PREDICTIVE WEB ANALYTICS: A CASE STUDY

Suchismita Sahu
Analytics Vidhya
Published in
13 min readSep 7, 2021

Day by day, the amount of data and information on the internet is growing exponentially, new websites, new images are coming up every second. So, how an e-Commerce organisation can make best out of this huge data?

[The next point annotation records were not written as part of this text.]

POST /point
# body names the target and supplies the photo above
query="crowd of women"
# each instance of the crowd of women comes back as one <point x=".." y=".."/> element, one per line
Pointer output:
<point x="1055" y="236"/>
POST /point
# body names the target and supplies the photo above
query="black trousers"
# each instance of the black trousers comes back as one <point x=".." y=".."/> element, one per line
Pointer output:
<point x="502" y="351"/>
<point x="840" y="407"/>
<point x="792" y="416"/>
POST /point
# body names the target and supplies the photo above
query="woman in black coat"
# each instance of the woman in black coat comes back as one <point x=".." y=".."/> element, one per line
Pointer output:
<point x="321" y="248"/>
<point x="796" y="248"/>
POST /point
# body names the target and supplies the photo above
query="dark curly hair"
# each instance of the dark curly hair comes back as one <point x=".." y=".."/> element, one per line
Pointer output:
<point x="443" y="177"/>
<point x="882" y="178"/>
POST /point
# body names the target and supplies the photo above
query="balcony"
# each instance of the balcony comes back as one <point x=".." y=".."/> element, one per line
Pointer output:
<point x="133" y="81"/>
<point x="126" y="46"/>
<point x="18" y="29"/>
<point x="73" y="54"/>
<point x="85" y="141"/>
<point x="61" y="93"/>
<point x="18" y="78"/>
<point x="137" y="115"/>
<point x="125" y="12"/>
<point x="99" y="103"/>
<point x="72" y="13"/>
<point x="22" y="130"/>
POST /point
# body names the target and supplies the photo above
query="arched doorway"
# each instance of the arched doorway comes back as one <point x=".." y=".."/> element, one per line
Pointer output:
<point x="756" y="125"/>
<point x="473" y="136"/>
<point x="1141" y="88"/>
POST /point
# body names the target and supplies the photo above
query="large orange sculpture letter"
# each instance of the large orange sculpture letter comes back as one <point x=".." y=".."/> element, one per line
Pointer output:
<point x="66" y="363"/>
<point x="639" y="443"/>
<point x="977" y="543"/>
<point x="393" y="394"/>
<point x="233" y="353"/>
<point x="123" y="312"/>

Here, Web Analytics comes into play.

In this blog, we are going to learn the below:

  • What is Web Analytics?
  • Metrics used for Web Analytics.
  • What is Predictive Web Analytics
  • Steps to perform Predictive Web Analytics
  • Case Study: Build a Predictive Model using Web Data
  • Conclusion

So, lets start…

WHAT IS WEB ANALYTICS

Web analytics is the collection, reporting, and analysis of website data, to identify the measures based on your organizational and user goals and using the website data to determine the success or failure of those goals and to derive a strategy to achieve the goal and improve the user’s experience.

METRICS USED FOR WEB ANALYTICS:

Some common web metrics that Web Analytics experts track include:

  • Number of visitors a website receives.
  • From where web traffic is coming.
  • Timer spent by the user on each page
  • What links are and are not clicked on
  • How well a website performs in search engine results

For more details, please visit:

https://www.cooladata.com/wiki/display/webanalyticsbi/Web+Analytics+Metrics

WHAT IS PREDICTIVE WEB ANALYTICS

Based on these collected metrics, we can predict certain customer behaviour using predictive modelling, so that we can take corrective actions in order to achieve our target.

So, Predictive Analytics is a set of methodologies that assist us in anticipating customer behaviour. Some of the reason why you should opt for Predictive Analytics strategies are as below:

  • Traditional Web Analytics tools generate tons of click stream data, from where Predictive Analytics helps filter out the noise and go beyond aggregate level metrics.
  • Analytical models helps you understand the complex patterns between the various data points, which can become the basis of your decision-making process.
  • It helps you to prepare a data driven marketing plan, to allocate proper investments.

Few examples of Predictive Web Analytics includes below:

The company uses predictions performed by a predictive model to maximize engagement rates for its content, by sending personalized messages to the target audiences, which helps to increase the ROI for its content marketing efforts.

The same principle can be applied to run tighter email campaigns. You can let machine-learning algorithms personalize subject lines according to demographics, time of the day, and other factors.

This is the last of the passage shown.